The F-150 Lightning has had 200,000 orders and helped create a new generation of truckers.
Zhang said beating 'range anxiety' and demonstrating the truck's towing strength were crucial.
Ford's F-150 has been the best-selling truck in the US for 45 consecutive years, and the most popular vehicle overall for no less than four decades.
While getting drivers of passenger cars to go electric has been reasonably simple, convincing buyers that an electric truck can match their gas-powered equivalents in range, payload, towing capacity, durability, and reliability is much more of a challenge, the AAA's Greg Brannon told Insider.
The woman rising to that challenge for Ford is Linda Zhang, the chief engineer of Ford's electric version of the F-150 called the Lightning.
There have been 200,000 orders for the truck, and the level of interest prompted Ford to almost double production to 150,000 a year, but buyers still face a three-year wait to get behind the wheel. It's also been a hit with critics.
Hearts and minds
So how have Zhang and her team been able to convince truck-loving Americans to go electric?
With a background in engineering, finance, manufacturing, and strategy at Ford, Zhang worked on the Ford Explorer and Escape SUVs before getting the call that Ford wanted her to push forward with an electric version of the hugely popular F-150.
But Zhang, who joined Ford 26 years ago on the company's graduate program, told Insider simply replacing the gas-powered model with an electric version wouldn't work.
"You have to change hearts and minds. Minds are something you can do with dollars - EVs are cheaper to operate. But what do we do with a vehicle to change hearts?"

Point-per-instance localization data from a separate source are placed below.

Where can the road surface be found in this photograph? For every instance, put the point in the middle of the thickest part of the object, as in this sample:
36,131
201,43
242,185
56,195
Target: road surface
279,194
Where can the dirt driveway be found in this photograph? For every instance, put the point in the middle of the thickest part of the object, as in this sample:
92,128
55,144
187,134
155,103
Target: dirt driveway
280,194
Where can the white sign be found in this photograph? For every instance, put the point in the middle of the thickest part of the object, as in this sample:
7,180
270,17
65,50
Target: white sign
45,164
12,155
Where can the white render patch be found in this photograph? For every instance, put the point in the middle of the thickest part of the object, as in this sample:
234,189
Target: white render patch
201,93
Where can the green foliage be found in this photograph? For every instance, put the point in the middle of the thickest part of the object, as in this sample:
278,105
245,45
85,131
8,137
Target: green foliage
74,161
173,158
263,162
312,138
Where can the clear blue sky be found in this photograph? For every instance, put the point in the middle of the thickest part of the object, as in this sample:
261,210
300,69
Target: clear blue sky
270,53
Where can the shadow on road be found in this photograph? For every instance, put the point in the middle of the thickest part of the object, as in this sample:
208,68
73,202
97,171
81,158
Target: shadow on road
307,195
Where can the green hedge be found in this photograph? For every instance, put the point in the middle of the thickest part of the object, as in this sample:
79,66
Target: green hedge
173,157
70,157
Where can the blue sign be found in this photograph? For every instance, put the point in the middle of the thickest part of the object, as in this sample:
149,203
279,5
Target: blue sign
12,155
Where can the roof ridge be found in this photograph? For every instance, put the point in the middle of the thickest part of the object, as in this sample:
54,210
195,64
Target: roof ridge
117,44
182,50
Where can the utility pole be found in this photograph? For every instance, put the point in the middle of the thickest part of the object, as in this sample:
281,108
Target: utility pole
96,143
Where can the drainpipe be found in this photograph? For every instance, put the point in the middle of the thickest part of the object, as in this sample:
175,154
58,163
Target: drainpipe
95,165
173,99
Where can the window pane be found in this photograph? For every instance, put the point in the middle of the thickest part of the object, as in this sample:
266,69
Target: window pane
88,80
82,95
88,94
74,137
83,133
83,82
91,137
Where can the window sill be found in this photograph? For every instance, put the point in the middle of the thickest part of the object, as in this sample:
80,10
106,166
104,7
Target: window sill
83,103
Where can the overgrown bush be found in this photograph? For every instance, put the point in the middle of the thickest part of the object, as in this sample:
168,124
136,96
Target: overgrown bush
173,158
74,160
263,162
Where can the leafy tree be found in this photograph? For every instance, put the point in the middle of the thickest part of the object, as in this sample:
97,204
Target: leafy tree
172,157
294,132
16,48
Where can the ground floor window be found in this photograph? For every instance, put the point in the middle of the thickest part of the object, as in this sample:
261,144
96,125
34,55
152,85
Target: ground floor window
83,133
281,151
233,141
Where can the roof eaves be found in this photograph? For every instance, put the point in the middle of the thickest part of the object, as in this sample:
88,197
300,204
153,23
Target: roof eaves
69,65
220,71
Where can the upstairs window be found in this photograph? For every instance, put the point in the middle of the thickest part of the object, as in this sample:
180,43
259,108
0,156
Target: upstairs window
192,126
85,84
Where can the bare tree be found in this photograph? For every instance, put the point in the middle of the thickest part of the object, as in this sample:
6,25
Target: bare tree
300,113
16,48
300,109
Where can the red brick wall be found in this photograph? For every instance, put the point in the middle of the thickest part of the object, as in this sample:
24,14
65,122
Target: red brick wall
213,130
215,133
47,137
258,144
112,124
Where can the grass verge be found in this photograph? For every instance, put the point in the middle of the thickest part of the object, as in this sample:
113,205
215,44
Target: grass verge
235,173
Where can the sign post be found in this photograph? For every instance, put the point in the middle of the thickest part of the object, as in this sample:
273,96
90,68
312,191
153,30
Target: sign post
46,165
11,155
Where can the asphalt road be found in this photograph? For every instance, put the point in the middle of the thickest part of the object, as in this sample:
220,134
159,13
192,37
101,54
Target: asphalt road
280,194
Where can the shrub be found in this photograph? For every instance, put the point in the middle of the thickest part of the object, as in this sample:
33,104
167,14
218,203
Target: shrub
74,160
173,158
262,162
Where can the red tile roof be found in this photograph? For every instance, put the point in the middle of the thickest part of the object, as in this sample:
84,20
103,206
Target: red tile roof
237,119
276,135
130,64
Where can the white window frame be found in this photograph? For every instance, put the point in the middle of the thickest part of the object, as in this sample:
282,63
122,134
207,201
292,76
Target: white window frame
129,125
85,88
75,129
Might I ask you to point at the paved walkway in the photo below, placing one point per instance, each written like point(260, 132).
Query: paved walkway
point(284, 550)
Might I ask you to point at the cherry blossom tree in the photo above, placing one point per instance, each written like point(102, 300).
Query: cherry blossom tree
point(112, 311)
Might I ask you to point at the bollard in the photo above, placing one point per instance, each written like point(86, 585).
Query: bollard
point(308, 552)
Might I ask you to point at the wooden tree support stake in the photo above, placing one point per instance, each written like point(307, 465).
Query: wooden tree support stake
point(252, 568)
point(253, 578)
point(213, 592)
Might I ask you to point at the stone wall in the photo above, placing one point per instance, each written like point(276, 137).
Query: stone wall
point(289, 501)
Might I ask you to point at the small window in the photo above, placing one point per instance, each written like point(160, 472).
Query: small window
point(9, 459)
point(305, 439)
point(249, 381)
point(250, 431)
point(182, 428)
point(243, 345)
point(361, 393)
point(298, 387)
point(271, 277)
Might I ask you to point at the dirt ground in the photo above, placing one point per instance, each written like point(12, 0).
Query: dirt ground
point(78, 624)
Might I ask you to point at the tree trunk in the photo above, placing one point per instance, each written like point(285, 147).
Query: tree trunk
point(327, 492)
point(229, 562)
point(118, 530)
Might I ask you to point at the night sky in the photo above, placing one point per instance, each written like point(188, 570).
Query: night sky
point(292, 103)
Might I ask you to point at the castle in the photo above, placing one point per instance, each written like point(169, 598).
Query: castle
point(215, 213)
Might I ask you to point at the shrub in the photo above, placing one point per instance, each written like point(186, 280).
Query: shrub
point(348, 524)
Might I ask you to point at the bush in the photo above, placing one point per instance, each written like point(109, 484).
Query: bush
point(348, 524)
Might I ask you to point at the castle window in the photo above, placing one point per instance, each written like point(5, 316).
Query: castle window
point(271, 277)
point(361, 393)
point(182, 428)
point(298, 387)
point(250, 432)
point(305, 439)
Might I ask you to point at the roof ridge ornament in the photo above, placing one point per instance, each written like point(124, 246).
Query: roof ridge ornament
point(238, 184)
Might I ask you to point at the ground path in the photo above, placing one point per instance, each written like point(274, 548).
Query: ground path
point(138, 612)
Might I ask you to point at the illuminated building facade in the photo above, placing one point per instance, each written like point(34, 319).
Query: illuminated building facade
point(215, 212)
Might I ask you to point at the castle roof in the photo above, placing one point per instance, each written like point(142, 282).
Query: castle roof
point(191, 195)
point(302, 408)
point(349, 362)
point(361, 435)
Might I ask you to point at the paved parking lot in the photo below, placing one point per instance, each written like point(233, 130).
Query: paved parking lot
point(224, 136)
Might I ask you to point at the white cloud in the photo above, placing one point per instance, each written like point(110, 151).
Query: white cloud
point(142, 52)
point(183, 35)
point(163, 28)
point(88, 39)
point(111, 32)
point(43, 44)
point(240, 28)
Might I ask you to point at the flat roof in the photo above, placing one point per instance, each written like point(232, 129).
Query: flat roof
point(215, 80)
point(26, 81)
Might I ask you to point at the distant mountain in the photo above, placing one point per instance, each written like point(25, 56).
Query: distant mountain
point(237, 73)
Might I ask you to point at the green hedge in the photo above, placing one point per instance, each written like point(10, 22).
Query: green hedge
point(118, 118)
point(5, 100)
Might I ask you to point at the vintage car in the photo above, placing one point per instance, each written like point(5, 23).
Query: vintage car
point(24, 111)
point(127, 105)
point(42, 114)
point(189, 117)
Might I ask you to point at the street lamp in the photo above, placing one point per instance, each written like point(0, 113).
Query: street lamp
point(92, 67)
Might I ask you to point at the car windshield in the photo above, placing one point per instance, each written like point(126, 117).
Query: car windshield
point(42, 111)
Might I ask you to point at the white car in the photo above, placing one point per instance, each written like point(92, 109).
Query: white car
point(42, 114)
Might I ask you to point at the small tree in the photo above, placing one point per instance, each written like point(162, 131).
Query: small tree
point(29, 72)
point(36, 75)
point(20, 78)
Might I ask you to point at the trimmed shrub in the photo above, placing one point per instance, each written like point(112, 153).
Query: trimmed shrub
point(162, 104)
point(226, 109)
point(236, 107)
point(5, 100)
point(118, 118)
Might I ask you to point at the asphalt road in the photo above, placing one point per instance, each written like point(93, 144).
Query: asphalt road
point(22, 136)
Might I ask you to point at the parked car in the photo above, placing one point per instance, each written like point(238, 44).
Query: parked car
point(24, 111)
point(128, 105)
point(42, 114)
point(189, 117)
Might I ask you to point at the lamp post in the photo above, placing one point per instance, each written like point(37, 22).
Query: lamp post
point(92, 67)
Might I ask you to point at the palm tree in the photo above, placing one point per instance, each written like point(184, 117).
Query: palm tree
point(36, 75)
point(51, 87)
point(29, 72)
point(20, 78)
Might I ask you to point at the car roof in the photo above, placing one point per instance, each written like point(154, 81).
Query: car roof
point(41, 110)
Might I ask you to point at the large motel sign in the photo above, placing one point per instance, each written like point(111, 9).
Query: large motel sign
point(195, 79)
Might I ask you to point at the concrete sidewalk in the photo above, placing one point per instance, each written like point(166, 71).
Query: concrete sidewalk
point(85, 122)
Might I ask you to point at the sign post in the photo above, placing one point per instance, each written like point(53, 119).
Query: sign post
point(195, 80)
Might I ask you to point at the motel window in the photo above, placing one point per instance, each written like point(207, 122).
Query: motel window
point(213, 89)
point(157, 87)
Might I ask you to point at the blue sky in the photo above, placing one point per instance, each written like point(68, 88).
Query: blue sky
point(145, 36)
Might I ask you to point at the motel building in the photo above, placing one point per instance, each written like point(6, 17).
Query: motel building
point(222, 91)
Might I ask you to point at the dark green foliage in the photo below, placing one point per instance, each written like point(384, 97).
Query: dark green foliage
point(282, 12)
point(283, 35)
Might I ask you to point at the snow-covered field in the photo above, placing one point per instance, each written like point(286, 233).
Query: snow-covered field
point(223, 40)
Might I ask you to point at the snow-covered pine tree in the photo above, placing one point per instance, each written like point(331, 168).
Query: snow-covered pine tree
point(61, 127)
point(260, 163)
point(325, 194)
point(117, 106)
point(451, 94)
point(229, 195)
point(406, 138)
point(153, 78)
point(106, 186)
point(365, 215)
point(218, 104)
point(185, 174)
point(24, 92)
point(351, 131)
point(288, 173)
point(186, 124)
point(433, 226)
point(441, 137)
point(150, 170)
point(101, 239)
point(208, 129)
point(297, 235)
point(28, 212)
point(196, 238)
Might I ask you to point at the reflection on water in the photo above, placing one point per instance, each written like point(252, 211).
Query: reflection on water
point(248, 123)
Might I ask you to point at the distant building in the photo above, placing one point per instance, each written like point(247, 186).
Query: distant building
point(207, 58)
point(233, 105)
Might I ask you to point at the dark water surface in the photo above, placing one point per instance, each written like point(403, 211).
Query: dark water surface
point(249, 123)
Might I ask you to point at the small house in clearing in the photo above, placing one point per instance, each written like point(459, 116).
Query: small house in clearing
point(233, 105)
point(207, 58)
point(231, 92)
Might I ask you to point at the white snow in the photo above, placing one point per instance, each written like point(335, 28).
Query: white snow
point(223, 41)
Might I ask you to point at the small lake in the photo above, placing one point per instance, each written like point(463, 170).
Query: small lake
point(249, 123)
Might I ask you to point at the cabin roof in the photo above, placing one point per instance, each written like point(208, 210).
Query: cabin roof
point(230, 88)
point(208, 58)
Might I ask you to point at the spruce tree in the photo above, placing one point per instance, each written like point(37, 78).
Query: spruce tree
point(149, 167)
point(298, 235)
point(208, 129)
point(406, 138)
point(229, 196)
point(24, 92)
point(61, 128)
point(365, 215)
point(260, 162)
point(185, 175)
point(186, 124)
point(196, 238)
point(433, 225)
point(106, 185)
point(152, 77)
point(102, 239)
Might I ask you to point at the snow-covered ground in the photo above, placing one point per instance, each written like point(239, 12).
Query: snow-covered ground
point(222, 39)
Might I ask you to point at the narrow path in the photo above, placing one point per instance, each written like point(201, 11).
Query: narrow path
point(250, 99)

Before getting to that point, Zhang first had to persuade Ford employees, many of whom she said were skeptical about the very idea of a plug-in F-150.
"We had several people on the team that would say "I'll work on this project but I'm never going to be one of your customers'," she said.
The first obstacle was overcoming the biggest barrier to EV adoption: range anxiety.
In focus groups, Zhang said most customers realised they typically needed less than 200 miles for one trip. The cheapest version of the Lightning model, the Pro SR, has a range of 230 miles, rising to 320 miles for more expensive versions.
Zhang, who owns a Lightning, recalled how she was able to drive her 18-year-old daughter on a 300-mile trip to her first semester of college with a brief stop to recharge on the way.
Towing was the other major barrier, as many potential customers feared the electric version would not have the same power as the petrol-fueled equivalent. Early customer reviews though, appear to have dismissed those concerns.
Its dual use as a back-up generator was a further bonus for buyers, Zhang said.
Those sceptical Ford employees were soon adding their names to waiting lists, including an engineer she said saved a wedding after a power outage by plugging in a Lightning.
New generation of eco-truckers
Ford has beaten competitors like Tesla's Cybertruck to market, and with a starting price of $39,000 the Lightning is the cheapest electric truck available in the US – nearly half the price of the Rivian R1T.
As well as slowly convincing drivers to go electric, Zhang said the plug-in F-150 is winning over a new generation of more environmentally conscious, and diverse, drivers.
"I would say at this point the customer profile is dramatically younger. It's in states like California and New York that we normally don't sell full-size trucks," Ford CEO James Farley said on an earnings call in April.
Its popularity will come as a relief to Ford following its $1 billion investment in the truck and hiring thousands of employees to get the vehicle into production.
"The significance of the F-150 Lightning in modern automotive manufacturing cannot be overstated," said the AAA's Brannon.
"The F-150 has consistently been one of the most popular vehicles in the U.S for many years – the electrification of this model represents a major step in the mass production and adoption of electric vehicles."
He added: "These buyers will vocalize their experiences whether they are positive or negative, which will have a significant impact on convincing others whether or not to consider an electric vehicle for their next vehicle purchase."